I‘ll guess it is silly but Christmas Andy New Years Eve means a lot for me and it is so sad to be with a hubby who in fact does not like it.

So sad we cannot really celebrate it together.

OP posts:
JeNeSuisPasVotreMiel · 22/12/2017 08:32

I've been with DP for ten years and we have never had a Xmas together. We have children in different countries and spending time with them comes first.

NYE is actually our anniversary but we've not spent that together for the past 7 years as I always work right through that period.

How do I cope? By having a sense of perspective and prioritising the people that I actually can be with at these times.
And by the knowledge that there are many people who don't have their families or any security in the form of a safe home. The burden they face is far worse than mine.

Meandyouandyouandme · 22/12/2017 08:45

We’ve been invited to a friend’s house for New Year, my DH is refusing to go, I don’t want to stay in, so thinking about going on my own. He has anxiety and doesn’t like socialising, a fact that he’s only recently told me about, we’ve been together 25 years! Though it makes sense now unfortunately. I don’t see why I should stay in just because he wants to, as he won’t come out with me and do what I want to do.
I’m sad that we can’t just join in like other couples. At least your DH will be in the same house as you, vaguely there with you. I know my DH is not going to be impressed with me going out.

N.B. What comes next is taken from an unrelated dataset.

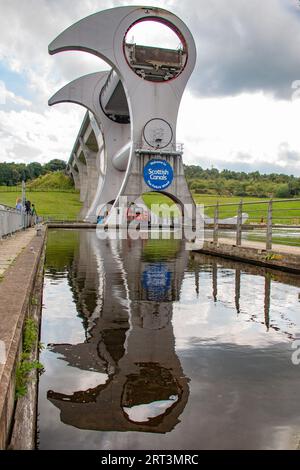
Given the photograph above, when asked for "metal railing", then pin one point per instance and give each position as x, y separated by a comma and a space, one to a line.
12, 220
268, 221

ConfusedWife1234 · 22/12/2017 12:58

Thanks for your advice and for sharing @both of you.

Meandyouandyouandme, so your husband had anxiety for 25 years and only recently spoke about it. It must have been really tough for him to struggle with that for so long and how brave of him to finally speak about it. I think that this is really difficult for a man.

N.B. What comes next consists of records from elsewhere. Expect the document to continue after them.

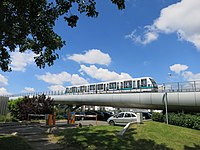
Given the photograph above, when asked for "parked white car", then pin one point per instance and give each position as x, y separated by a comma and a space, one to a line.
122, 118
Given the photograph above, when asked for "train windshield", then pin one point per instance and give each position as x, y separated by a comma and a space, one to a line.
154, 83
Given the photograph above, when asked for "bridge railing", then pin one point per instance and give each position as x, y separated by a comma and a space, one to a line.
189, 86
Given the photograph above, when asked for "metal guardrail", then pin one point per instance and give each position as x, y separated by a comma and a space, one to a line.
189, 86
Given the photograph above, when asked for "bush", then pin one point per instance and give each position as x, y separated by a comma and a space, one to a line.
179, 119
156, 116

Like you I think it makes no sense when two people (plus the children in our case) do not celebrate just because one person does not want to... and he agrees on that.

Still I am sad for him because he is gonna be sad and frightened while other people celebrate and I will miss having him with me.

OP posts:
Prusik · 22/12/2017 13:01

I'm without DH for New Year's. We're going to Mum's and then he's coming home on the 27th to do some bits to the house. I'll be at Mum's with DS and will be 36 weeks pregnant.

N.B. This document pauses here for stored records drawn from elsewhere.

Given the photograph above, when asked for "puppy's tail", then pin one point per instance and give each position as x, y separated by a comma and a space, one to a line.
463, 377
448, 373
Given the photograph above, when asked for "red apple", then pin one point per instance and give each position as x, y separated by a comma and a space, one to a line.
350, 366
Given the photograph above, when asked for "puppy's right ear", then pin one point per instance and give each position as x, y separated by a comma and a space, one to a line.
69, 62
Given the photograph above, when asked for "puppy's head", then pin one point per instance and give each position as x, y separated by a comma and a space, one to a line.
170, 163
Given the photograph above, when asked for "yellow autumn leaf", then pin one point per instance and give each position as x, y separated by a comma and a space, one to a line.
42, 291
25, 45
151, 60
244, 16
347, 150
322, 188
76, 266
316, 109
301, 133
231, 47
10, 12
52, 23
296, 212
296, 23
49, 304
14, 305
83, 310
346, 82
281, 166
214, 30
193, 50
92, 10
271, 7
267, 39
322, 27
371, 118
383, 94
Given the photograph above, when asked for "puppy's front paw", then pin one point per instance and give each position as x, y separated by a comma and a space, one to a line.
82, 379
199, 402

It makes me sad to be without him because I always tend to take stock on NYE. However, I understand why we've made the decision to be apart.

ConfusedWife1234 · 22/12/2017 13:06

Thanks for sharing.
Stupid question: Do any of you have „rituals“ like... dunno... giving your hubby some little present if you part.
I always do this when my hubby is away on a job. He needs to travel a lot related to his work. Last year I sid not like it when he went to play video games and started quarreling.
This year I will be nicer and maybe give him a little present and tell him „goodbye, see you later, when you feel like it“.
He plays video games for a looooong time.

OP posts:
NightTerrier · 22/12/2017 13:45

I'm not spending New Year's Eve with DP as I am the one with mental health problems. He's going to stay with friends overnight and I'm staying home. I have paranoid schizophrenia and sleep a lot because of my meds. I'm lucky to be awake past 9:30pm, don't drink and just wouldn't enjoy a New Year's Eve party so there's no point in me going. Much better for DP to go on his own so he doesn't miss out.

SmokeintheR00m · 22/12/2017 17:50

My partner is working all Xmas. I will be a long way away visiting family. It's not my ideal Xmas. My partner and I went on a mini break early December, which we enjoyed together. We both have time off together at New year.